Ada lima komponen dalam penatalaksanaan diabetes yaitu:
·         Diet
·         Exercise (latihan fisik/olah raga)
·         Pemantauan
·          Obat: Oral hipoglikemik, insulin
·         Pendidikan ( Smeltzer and Bare, 2002 ).

Prinsip Umum:
·         Mendekati normal glikemia, mengurangi risiko komplikasi penyakit mikrovaskular, tetapi manajemen agresif tradisional faktor risiko kardiovaskular ( yaitu, smooking cesstation, pengobatan dislipidemia, kontrol tekanan darah yang intensif, terapi antiplatelet ) diperlukan untuk mengurangi risiko penyakit makrovaskuler.
·         Perawatan yang tepat membutuhkan penetapan tujuan untuk glycemia, tekanan darah, dan lipid; pemantauan rutin untuk komplikasi; pemantauan diri yang sesuai terhadap glukosa darah (SMBG), dan penilaian yang tepat dari parameter laboratorium ( Wells et al, 2003 ).

Terapi Non farmakologi
·         Terapi nutrisi medis direkomendasikan untuk semua pasien. Untuk individu dengan DM tipe I yang mempunyai berat badan yang kurang, fokus ada pada mengatur konsumsi insulin dengan keseimbangan diet untuk meningkatkan dan menjaga berat badan yang sehat. Dalam kebanyakan situasi, diet karbohidrat tinggi, rendah lemak, dan rendah kolesterol tepat untuk dilaksanakan. Snack di antara makan dan saat tidur biasanya tidak dianjurkan jika manajemen farmakologi dilaksanakan.
·         Kebanyakan pasien diuntungkan dengan peningkatan aktivitas fisik. Latihan aerobik dapat menurunkan resistensi insulin dan mungkin dapat memperbaiki glikemia pada beberapa pasien. Latihan sebaiknya dimulai dari yang lebih mudah dan secara perlahan. Untuk pasien lansia dan dengan penyakit atherosclerosis sebaiknya melakukan evaluasi kardiovaskuler terlebih dahulu sebelum memulai sebuah program latihan yang substansial ( Wells et al, 2003 ).

Terapi Farmakologi:
Meningkatkan jumlah insulin
·         Insulin
-      Regular insulin mempunyai onset aksi yang relative lambat ketika diberikan subkutan, memerlukan injeksi 30 menit terlebih dahulu sebelum makan untuk mencapai control glukosa posprandial yang optimal dan untuk mencegah delayed postmeal hypoglycemia.
-      Insulin lispro dan insulin aspart adalah insulin analog yang diproduksi dengan modifikasi dari molekul insulin manusia. Jenis insulin ini lebih cepat diabsorbsi dengan durasi efek yang lebih singkat. Ini memungkinkan pemberian dosis segera yang lebih mudah sebelum makan, menghasilkan efikasi yang lebih baik dalam penurunan glukosa darah postprandial dan pengaturan insulin pada DM tipe I, dan meminimalkan delayed postmeal hypoglycemia.
-      NPH dan Lente Insulin adalah aksi sedang dan Ultralente Insulin adalah yang beraksi panjang. Variasi dalam absorbsi, persiapan yang tidak konsisten oleh pasien, perbedaan farmakokinetik mungkin berkontribusi terhadap respon glukosa yang tidak tetap, nocturnal hypoglycemia, dan fasting hyperglycemia.
-      Insulin Glargine adalah insulin beraksi panjang, yang dikembangkan untuk meniadakan keburukan dari insulin aksi panjang dan sedang yang lain. Insulin ini menghasilkan nocturnal hypoglycemia yang lebih rendah daripada insulin NPH ketika diberikan pada saat mau tidur pada pasien DM tipe I ( Wells et al, 2003 ).

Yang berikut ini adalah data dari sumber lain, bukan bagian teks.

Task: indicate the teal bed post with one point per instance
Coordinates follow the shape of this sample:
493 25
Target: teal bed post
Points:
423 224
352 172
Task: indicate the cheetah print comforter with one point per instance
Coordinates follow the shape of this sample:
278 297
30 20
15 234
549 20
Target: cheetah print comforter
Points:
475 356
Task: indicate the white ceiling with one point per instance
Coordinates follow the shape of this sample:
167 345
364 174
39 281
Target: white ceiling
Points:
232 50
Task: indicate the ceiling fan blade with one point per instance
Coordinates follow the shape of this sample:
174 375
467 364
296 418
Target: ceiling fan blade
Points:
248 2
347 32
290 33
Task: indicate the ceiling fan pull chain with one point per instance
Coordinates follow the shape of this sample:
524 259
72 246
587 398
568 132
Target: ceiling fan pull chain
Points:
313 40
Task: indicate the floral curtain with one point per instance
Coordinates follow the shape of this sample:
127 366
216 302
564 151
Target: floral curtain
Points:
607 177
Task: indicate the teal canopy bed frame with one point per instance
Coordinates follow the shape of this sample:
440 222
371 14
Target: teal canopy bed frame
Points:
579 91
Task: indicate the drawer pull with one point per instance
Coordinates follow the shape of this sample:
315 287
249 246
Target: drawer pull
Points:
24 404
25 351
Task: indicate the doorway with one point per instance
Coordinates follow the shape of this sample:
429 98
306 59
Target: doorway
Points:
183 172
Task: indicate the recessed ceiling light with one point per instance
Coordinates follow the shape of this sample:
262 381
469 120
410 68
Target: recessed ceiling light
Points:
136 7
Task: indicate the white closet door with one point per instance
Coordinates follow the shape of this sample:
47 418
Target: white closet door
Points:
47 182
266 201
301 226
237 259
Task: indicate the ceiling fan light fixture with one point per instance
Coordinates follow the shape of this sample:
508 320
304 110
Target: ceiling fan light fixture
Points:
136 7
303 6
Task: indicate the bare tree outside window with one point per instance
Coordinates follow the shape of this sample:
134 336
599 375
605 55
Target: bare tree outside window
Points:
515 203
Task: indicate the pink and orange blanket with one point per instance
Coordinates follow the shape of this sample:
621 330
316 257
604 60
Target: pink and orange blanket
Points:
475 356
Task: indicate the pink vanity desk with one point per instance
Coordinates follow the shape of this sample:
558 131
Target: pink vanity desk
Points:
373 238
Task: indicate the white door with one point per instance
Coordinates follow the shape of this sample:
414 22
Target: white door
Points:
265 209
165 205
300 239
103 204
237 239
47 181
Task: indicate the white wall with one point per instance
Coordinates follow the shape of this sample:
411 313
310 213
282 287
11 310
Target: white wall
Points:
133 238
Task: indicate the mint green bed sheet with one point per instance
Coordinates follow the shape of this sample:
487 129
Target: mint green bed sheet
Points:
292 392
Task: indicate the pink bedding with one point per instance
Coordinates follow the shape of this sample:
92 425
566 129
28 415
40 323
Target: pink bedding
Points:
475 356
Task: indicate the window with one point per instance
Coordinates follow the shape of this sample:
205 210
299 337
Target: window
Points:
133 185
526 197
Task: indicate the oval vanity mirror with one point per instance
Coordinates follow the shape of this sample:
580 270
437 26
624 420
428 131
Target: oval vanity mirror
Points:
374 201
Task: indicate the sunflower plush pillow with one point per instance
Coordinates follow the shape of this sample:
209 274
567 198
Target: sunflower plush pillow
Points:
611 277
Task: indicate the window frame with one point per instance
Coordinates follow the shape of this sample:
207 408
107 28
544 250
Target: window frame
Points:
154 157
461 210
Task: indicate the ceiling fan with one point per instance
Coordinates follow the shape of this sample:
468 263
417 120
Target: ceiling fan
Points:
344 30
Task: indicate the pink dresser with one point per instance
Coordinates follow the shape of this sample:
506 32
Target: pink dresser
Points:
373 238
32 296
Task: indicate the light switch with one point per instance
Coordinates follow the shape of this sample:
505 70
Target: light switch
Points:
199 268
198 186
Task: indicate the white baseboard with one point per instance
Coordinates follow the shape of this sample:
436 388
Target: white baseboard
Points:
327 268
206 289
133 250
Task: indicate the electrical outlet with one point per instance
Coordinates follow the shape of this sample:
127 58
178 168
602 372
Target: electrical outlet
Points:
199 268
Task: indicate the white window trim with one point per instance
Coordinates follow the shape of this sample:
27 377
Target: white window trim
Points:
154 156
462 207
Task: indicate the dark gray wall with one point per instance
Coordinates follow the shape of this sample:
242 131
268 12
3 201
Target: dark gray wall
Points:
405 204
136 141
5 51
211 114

·      Pramlintide, suatu analog sintetis amylin, merupakan antihyperglycemic suntik yang memodulasi kadar glukosa postprandial dan telah disetujui untuk digunakan preprandial pada individu dengan tipe 1 dan diabetes tipe 2. Obat ini diberikan selain juga insulin pada orang-orang yang tidak mampu mencapai target gula darah postprandial mereka. Pramlintide menekan pelepasan glukagon melalui mekanisme yang belum ditentukan, menunda pengosongan lambung, dan memiliki efek anorectic yang memediasi sistem saraf pusat. Obat ini dengan cepat diserap setelah administrasi subkutan; puncak level dicapai dalam 20 menit, dan durasi aksi tidak lebih dari 150 menit. Pramlintide mengalami metabolisme dan ekskresi di ginjal, namun pada klirens kreatinin yang rendah tidak ada perubahan signifikan pada bioavailabilitas. Ini belum dievaluasi pada pasien dialisis. Penyerapan yang paling dapat diandalkan adalah dari perut dan paha, administrasi lengan kurang dapat diandalkan. Pramlintide harus disuntikkan segera sebelum makan; dosis berkisar dari 15 sampai 120 mcg mcg subkutan. Terapi dengan agen ini harus dimulai dengan dosis terendah dan dititrasi ke atas. Karena risiko hipoglikemia, dosis bersamaan dengan insulin rapid-atau short-acting harus diturunkan 50% atau lebih. Pramlintide harus selalu disuntik dengan sendirinya dengan alat semprot yang terpisah, tidak dapat dicampur dengan insulin. Efek samping utama dari pramlintide adalah hipoglikemia dan gejala gastrointestinal seperti mual, muntah, dan anoreksia ( Katzung, 2006 ).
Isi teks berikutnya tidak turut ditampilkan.